Arthur Webb enjoyed a ten-year career with Hampshire during which the right-handed batter scored over 5,000 runs, before embarking on a number of professional engagements in Northern England and South Wales.
The latter allowed him to appear for Glamorgan in one Minor County Championship match in 1912, before embarking on a coaching career which saw him rise to the position of the Welsh county’s Assistant Coach during the early 1930s.
Born at the White Horse Hotel near Canterbury, Arthur had a brief Army career as a cadet in the Royal west Kents – before joining the groundstaff of his native Kent at the age of seventeen, and although he was a prolific scorer in club cricket, he never progressed beyond 2nd XI and colts matches.
His record however drew the attention of Hampshire and in June 1895 Arthur made his first-class for them against Essex at Leyton. After two further appearances, he secured a contract with the Southampton-based club and played for them until 1904. During 1897 Arthur scored his maiden first-class century against Sussex at Portsmouth, whilst in 1901 he passed the thousand mark for the one and only time in his career, ending the summer with 1020 first-class runs to his name.
Some in the corridors of power at Hampshire had expected Arthur to have more productive seasons and after just 458 runs in 1902, he made just nine appearances in first-class games in 1903, before being released at the end of the 1904. He was though granted a benefit, probably as a sweetener, and as if to prove his detractors wrong, Arthur made a career-best 162* in his Benefit Match against Surrey at the Northlands Road ground in Southampton during 1904.
In 1905 he accepted a player-coach role in Johannesburg, before playing a similar role with Prince Ranjitsinji at various grounds in Sussex. Arthur subsequently secured a professional appointment with the Manchester club, as well as Hill’s Plymouth in Merthyr and his batting for the latter resulted in appearances during 1912 for both Glamorgan against Surrey 2nd XI at The Oval as well as South Wales in their first-class match with the South African tourists at Swansea.
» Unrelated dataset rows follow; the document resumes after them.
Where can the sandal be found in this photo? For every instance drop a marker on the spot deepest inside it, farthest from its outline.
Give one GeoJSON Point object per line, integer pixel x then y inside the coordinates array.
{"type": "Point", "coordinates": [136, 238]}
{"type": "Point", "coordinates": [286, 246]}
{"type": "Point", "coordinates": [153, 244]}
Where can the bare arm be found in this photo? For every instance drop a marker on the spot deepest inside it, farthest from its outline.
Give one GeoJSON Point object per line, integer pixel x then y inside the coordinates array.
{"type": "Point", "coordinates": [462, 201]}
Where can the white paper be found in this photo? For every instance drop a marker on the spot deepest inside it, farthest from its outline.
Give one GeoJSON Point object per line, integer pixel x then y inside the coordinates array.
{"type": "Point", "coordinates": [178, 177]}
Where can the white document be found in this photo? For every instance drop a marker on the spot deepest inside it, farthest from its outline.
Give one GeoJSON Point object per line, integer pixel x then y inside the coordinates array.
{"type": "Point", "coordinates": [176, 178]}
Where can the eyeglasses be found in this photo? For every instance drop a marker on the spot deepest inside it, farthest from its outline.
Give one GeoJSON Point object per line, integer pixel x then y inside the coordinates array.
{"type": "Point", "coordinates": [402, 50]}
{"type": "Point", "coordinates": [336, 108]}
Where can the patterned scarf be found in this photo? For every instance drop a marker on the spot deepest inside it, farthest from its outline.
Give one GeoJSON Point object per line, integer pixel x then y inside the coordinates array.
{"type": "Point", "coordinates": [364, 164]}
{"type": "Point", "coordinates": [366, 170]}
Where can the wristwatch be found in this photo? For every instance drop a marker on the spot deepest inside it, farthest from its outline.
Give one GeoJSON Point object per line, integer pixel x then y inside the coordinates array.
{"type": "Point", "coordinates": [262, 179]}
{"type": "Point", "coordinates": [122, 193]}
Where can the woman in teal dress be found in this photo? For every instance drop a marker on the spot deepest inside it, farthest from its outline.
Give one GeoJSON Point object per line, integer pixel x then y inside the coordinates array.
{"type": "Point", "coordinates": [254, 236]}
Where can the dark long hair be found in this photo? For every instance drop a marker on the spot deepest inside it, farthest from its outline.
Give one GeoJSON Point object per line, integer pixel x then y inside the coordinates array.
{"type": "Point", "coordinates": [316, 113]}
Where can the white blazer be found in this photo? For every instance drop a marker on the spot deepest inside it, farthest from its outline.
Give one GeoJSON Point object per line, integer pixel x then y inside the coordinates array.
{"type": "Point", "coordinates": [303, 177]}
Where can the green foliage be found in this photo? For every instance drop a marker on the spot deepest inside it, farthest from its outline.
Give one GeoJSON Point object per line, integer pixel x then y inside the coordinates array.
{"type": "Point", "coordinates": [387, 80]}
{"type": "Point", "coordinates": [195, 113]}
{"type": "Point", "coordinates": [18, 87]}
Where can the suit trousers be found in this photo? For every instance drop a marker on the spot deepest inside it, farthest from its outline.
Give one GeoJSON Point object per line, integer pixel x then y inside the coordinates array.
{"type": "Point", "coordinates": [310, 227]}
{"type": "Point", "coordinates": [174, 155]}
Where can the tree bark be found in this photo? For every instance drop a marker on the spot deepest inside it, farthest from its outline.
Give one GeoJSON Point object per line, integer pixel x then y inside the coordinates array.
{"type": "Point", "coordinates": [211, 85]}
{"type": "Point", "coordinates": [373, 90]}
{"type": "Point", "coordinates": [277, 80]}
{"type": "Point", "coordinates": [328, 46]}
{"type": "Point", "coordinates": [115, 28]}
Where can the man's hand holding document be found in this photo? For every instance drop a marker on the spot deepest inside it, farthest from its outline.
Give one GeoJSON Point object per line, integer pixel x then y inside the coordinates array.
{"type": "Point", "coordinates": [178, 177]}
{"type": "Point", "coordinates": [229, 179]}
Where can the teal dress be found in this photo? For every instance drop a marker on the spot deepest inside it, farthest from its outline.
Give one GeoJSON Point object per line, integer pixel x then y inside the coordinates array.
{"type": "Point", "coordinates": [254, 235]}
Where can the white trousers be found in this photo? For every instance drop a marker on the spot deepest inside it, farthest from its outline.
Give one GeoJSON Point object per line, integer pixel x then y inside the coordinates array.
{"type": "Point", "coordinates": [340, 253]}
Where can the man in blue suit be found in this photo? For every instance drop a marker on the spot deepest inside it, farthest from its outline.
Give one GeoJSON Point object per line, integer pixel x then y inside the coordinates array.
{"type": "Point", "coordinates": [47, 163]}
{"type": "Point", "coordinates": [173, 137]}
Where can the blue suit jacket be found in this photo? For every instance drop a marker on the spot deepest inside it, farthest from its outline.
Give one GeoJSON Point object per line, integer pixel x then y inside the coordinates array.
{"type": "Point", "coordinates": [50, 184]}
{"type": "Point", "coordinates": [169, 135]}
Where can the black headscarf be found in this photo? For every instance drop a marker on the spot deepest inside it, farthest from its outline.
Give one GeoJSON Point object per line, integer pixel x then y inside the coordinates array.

By this time, he was attached to Briton Ferry Steel CC and spent the winter months coaching in Johannesburg. After the Great War, Arthur mixed his duties as professional and groundsman with Briton Ferry Steel CC and subsequently Llanelli CC and Panteg CC, with coaching. He also secured a coaching position at Christ College, Brecon before acting as assistant coach with Glamorgan during the early 1930s. Arthur though was very much a traditionalist in his coaching methods and was renowned for a rather haughty and austere manner to these duties. He hated anything which was not in the coaching textbook, and one can only wonder how he would heave fared in the modern era of Twenty20 cricket!
His brother Fred was a well-known jockey and won the 1873 Derby aboard a horse called Doncaster, but only because the intended jockey for the race at Epsom had arrived at the course too drunk to take the ride! Fred Webb later trained racehorses in the UK and Hungary.
WEBB, Arthur Stuart.
Born – Bridge, Kent, 6 August 1868.
Died – Briton Ferry, 3 December 1952.
Career best performance
Minor County Championship – 29 v Surrey 2nd XI at The Oval, 1912.